Witnessing Police Violence On and Off the Internet
Thursday, March 31st, 12:00-1:00pm
Panel: Morgan Hargrave (WITNESS, Systems Change Coordinator), Malkia Cyril, Taina Vargas
Description: In case after case, video footage is exposing police abuse to wider audiences but not always delivering justice, and questions about the effectiveness and ethics of those images and the ways in which we share them are only gaining importance. This panel will look at the tools+platforms that people use to document police violence, the ways in which witnesses and police are sharing footage, and how we can better make an impact. Participants will discuss the ways tech and media can overcome obstacles to justice, how to protect the rights of those on both sides of the lens, and the coming challenges for online organizing towards police accountability in the US and abroad. Beyond eyewitness media, we will also address the privacy, access, technology, and accountability issues tied to the most prevalent policy response to date: body­worn cameras.

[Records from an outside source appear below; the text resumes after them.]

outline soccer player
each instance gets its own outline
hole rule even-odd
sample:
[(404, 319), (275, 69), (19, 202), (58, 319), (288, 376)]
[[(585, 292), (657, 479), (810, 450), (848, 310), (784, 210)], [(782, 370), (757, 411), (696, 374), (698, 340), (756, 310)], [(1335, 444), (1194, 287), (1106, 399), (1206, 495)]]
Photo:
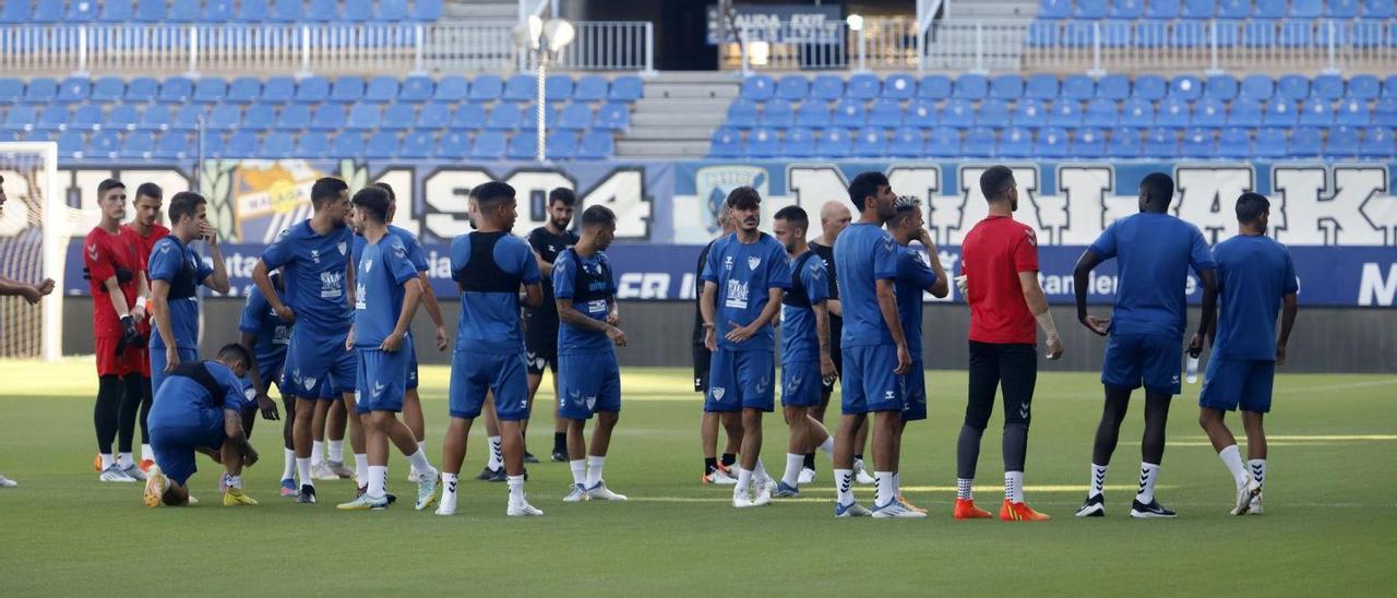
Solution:
[[(1102, 517), (1106, 502), (1106, 465), (1116, 450), (1120, 422), (1130, 407), (1130, 391), (1144, 386), (1144, 439), (1140, 442), (1140, 489), (1130, 517), (1175, 517), (1154, 497), (1164, 460), (1169, 401), (1179, 394), (1183, 330), (1187, 326), (1189, 267), (1203, 282), (1203, 316), (1189, 341), (1189, 352), (1203, 351), (1203, 334), (1213, 326), (1217, 307), (1217, 275), (1203, 233), (1169, 215), (1173, 179), (1162, 172), (1140, 182), (1140, 212), (1125, 217), (1091, 243), (1073, 272), (1077, 320), (1106, 338), (1101, 384), (1106, 388), (1101, 425), (1091, 453), (1091, 490), (1077, 517)], [(1119, 264), (1115, 312), (1109, 319), (1087, 314), (1087, 279), (1091, 270), (1115, 257)]]
[[(761, 465), (761, 414), (775, 409), (775, 335), (771, 320), (791, 288), (791, 264), (781, 242), (757, 229), (756, 189), (728, 193), (736, 232), (714, 243), (703, 271), (704, 345), (712, 351), (704, 411), (742, 412), (742, 461), (732, 506), (771, 502), (775, 483)], [(721, 341), (719, 341), (721, 338)], [(753, 497), (752, 482), (760, 485)]]
[(1014, 221), (1018, 184), (1006, 166), (979, 175), (989, 215), (961, 242), (961, 275), (970, 303), (970, 391), (965, 421), (956, 442), (956, 510), (958, 520), (989, 518), (975, 506), (974, 482), (979, 440), (995, 411), (995, 390), (1004, 397), (1003, 521), (1046, 521), (1024, 503), (1024, 461), (1028, 454), (1030, 409), (1038, 383), (1038, 327), (1048, 341), (1048, 359), (1062, 356), (1058, 324), (1038, 284), (1038, 233)]
[[(834, 436), (835, 517), (926, 517), (897, 500), (897, 429), (902, 418), (902, 381), (912, 355), (902, 335), (893, 281), (897, 278), (897, 242), (883, 231), (897, 210), (897, 196), (887, 176), (863, 172), (849, 183), (849, 200), (858, 222), (840, 233), (834, 263), (844, 305), (845, 367), (841, 379), (842, 418)], [(854, 500), (855, 436), (869, 414), (876, 414), (873, 479), (877, 493), (873, 511)]]
[(781, 411), (791, 429), (787, 442), (787, 468), (777, 483), (775, 496), (800, 495), (805, 453), (819, 447), (834, 453), (834, 439), (824, 425), (810, 416), (820, 404), (824, 380), (835, 376), (830, 358), (830, 277), (824, 261), (805, 242), (810, 217), (799, 205), (777, 211), (771, 232), (785, 246), (791, 261), (791, 288), (781, 300)]
[[(708, 263), (708, 251), (712, 250), (714, 243), (732, 235), (735, 231), (732, 226), (732, 214), (728, 212), (726, 205), (718, 208), (718, 226), (722, 229), (721, 233), (698, 251), (698, 267), (694, 270), (694, 285), (697, 286), (697, 292), (694, 293), (693, 334), (694, 393), (703, 393), (704, 395), (708, 394), (708, 366), (712, 365), (712, 352), (704, 345), (703, 267)], [(722, 450), (721, 461), (718, 460), (719, 421), (728, 432), (728, 444)], [(738, 418), (738, 414), (731, 411), (721, 414), (704, 411), (703, 419), (698, 422), (698, 433), (703, 440), (703, 483), (719, 486), (738, 483), (738, 479), (732, 476), (732, 465), (738, 462), (738, 450), (742, 449), (742, 419)]]
[[(1266, 429), (1261, 418), (1271, 411), (1275, 366), (1285, 365), (1285, 344), (1295, 327), (1299, 281), (1284, 245), (1266, 236), (1271, 203), (1259, 193), (1236, 200), (1239, 235), (1213, 247), (1218, 278), (1217, 327), (1211, 331), (1213, 355), (1199, 394), (1199, 423), (1236, 482), (1234, 516), (1261, 514), (1266, 481)], [(1275, 316), (1281, 333), (1275, 334)], [(1246, 428), (1246, 467), (1236, 439), (1222, 416), (1242, 408)], [(1248, 471), (1250, 469), (1250, 472)]]
[[(388, 233), (388, 191), (367, 186), (353, 196), (353, 228), (365, 240), (356, 256), (353, 334), (345, 342), (358, 352), (355, 409), (369, 450), (367, 490), (339, 510), (388, 506), (388, 440), (412, 464), (420, 511), (436, 500), (437, 472), (418, 439), (398, 421), (408, 383), (408, 327), (422, 300), (418, 265), (408, 247)], [(346, 405), (348, 407), (348, 405)]]
[[(221, 293), (229, 291), (228, 267), (218, 249), (218, 231), (208, 224), (208, 203), (194, 191), (170, 197), (170, 233), (155, 243), (147, 264), (151, 278), (151, 388), (156, 393), (165, 374), (180, 362), (198, 359), (198, 285)], [(204, 260), (189, 245), (196, 239), (208, 243)]]
[[(353, 352), (345, 349), (353, 289), (353, 233), (345, 228), (349, 187), (339, 179), (323, 177), (310, 187), (310, 203), (314, 207), (312, 217), (292, 225), (267, 246), (253, 267), (253, 281), (271, 309), (282, 321), (296, 324), (282, 366), (282, 387), (292, 388), (291, 394), (296, 397), (292, 425), (296, 474), (300, 478), (298, 503), (316, 502), (316, 485), (310, 476), (316, 402), (326, 397), (352, 404), (358, 366)], [(271, 284), (270, 272), (277, 268), (285, 268), (285, 302)], [(363, 449), (363, 430), (358, 414), (353, 409), (348, 414), (359, 483), (366, 483), (369, 455)]]
[[(149, 264), (151, 251), (155, 249), (155, 243), (161, 239), (169, 236), (170, 229), (161, 225), (161, 207), (163, 205), (165, 191), (161, 190), (159, 184), (155, 183), (141, 183), (136, 187), (136, 200), (131, 205), (136, 208), (136, 218), (131, 224), (124, 225), (124, 229), (130, 229), (140, 238), (141, 242), (141, 263)], [(147, 319), (137, 324), (136, 330), (141, 333), (142, 337), (149, 338), (151, 326), (154, 323)], [(138, 423), (141, 425), (141, 471), (149, 469), (155, 464), (155, 453), (151, 450), (151, 435), (149, 428), (145, 425), (147, 416), (151, 414), (151, 401), (155, 398), (151, 390), (151, 365), (147, 360), (141, 374), (145, 377), (145, 395), (141, 398), (141, 412)]]
[[(616, 277), (604, 253), (616, 235), (616, 214), (605, 205), (583, 211), (583, 236), (553, 263), (553, 292), (562, 327), (557, 331), (559, 416), (567, 419), (567, 457), (573, 489), (566, 503), (626, 500), (606, 488), (602, 467), (612, 430), (620, 418), (620, 367), (616, 347), (626, 347), (626, 333), (616, 307)], [(592, 446), (585, 447), (583, 428), (597, 415)], [(584, 460), (585, 457), (585, 460)]]
[[(0, 217), (4, 215), (4, 177), (0, 176)], [(15, 281), (13, 278), (0, 277), (0, 296), (22, 296), (29, 305), (35, 305), (39, 299), (53, 292), (53, 279), (45, 278), (43, 282), (31, 285), (28, 282)], [(18, 486), (15, 481), (0, 475), (0, 488), (14, 488)]]
[[(176, 226), (177, 229), (177, 226)], [(198, 471), (194, 453), (222, 464), (224, 506), (257, 504), (243, 493), (243, 468), (257, 462), (257, 450), (243, 435), (247, 397), (239, 380), (251, 356), (239, 344), (218, 349), (217, 360), (187, 360), (176, 366), (155, 391), (151, 407), (151, 446), (155, 462), (145, 479), (145, 506), (190, 504), (189, 478)]]
[[(539, 272), (543, 275), (543, 303), (524, 310), (524, 348), (528, 352), (528, 405), (534, 412), (534, 394), (543, 383), (543, 369), (553, 372), (553, 461), (567, 461), (567, 435), (570, 423), (559, 415), (557, 398), (557, 305), (553, 302), (553, 261), (566, 247), (577, 245), (577, 235), (567, 226), (573, 222), (573, 207), (577, 194), (571, 189), (557, 187), (548, 191), (548, 222), (528, 233), (528, 245), (534, 249)], [(528, 451), (528, 421), (524, 421), (524, 462), (538, 462)]]
[[(942, 258), (936, 254), (936, 243), (932, 243), (932, 235), (926, 231), (922, 201), (916, 197), (902, 196), (893, 205), (897, 208), (897, 214), (887, 221), (887, 232), (901, 246), (897, 253), (897, 278), (893, 281), (893, 292), (897, 295), (897, 314), (902, 323), (902, 337), (907, 338), (907, 349), (912, 353), (912, 367), (902, 379), (902, 418), (897, 426), (897, 440), (893, 443), (901, 450), (902, 430), (907, 428), (907, 422), (926, 419), (926, 372), (922, 365), (922, 292), (944, 298), (950, 292), (950, 284), (946, 279), (946, 270), (942, 268)], [(922, 260), (921, 251), (909, 247), (914, 240), (926, 247), (930, 265)], [(893, 489), (904, 507), (926, 513), (925, 509), (914, 506), (902, 496), (900, 474), (893, 474)]]
[[(82, 240), (84, 274), (92, 292), (92, 337), (96, 349), (98, 391), (92, 421), (96, 428), (98, 479), (131, 483), (145, 479), (131, 461), (131, 437), (145, 397), (147, 338), (137, 324), (145, 320), (149, 285), (136, 233), (123, 229), (126, 184), (105, 179), (96, 186), (102, 218)], [(117, 440), (119, 457), (112, 455)]]
[(500, 419), (500, 453), (510, 492), (506, 514), (542, 516), (524, 496), (520, 423), (528, 418), (520, 305), (536, 307), (543, 299), (538, 261), (524, 239), (510, 235), (518, 218), (514, 187), (489, 182), (471, 190), (471, 196), (478, 228), (451, 242), (451, 278), (461, 288), (461, 320), (451, 356), (451, 422), (441, 447), (443, 490), (436, 513), (455, 513), (471, 423), (481, 415), (489, 391)]
[[(854, 214), (842, 201), (830, 200), (820, 207), (820, 236), (810, 242), (810, 250), (824, 261), (826, 277), (830, 281), (830, 296), (824, 300), (824, 307), (830, 313), (830, 359), (834, 360), (834, 376), (844, 372), (844, 351), (840, 337), (844, 333), (844, 310), (840, 305), (840, 279), (834, 268), (834, 242), (840, 233), (854, 222)], [(824, 425), (824, 409), (830, 405), (830, 395), (834, 394), (835, 379), (821, 380), (820, 404), (810, 408), (810, 416)], [(868, 425), (859, 428), (854, 450), (854, 481), (858, 483), (873, 483), (873, 476), (863, 468), (863, 444), (868, 436)], [(814, 451), (805, 454), (805, 468), (800, 469), (800, 483), (814, 482)]]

Mobil-Eyes Us: Using Live Video and the Power of Networks for Smart Activism
Thursday, March 31st 4:00-5:00pm
Lightening Talk Speaker: Sam Gregory (WITNESS, Program Director)
Description: ‘Mobil-Eyes Us’ uses the power of live mobile video to connect you to direct experience of causes you care about, and then use disruptive tools from the collaboration economy to provide you meaningful ways you can act by doing what you do best. We know that millions of people globally take actions for issues they care about – but frequently their only option is a click to donate or sign a petition. Often they don’t feel connected to the issues or the actions ­and usually the available actions are also not a good use of their skills, leverage or capacity. What if we could create a ‘witnessing’ corps of people ready to tune in live? What if, using live video, we could bring supporters into a human rights or other social justice situation at the right time to fully experience the reality? And then ask them to use their unique skills, leverage, or networks to take action – for example to deter illegal violence by their group presence, to rapidly share a stream or invite others to act as well, or to provide direct legal guidance? Through an effective integration of technologies with storytelling and movement­-building, we are building out prototypes and doing pilots to help people feel more experientially connected to causes they care about and then take actions that matter. Join us!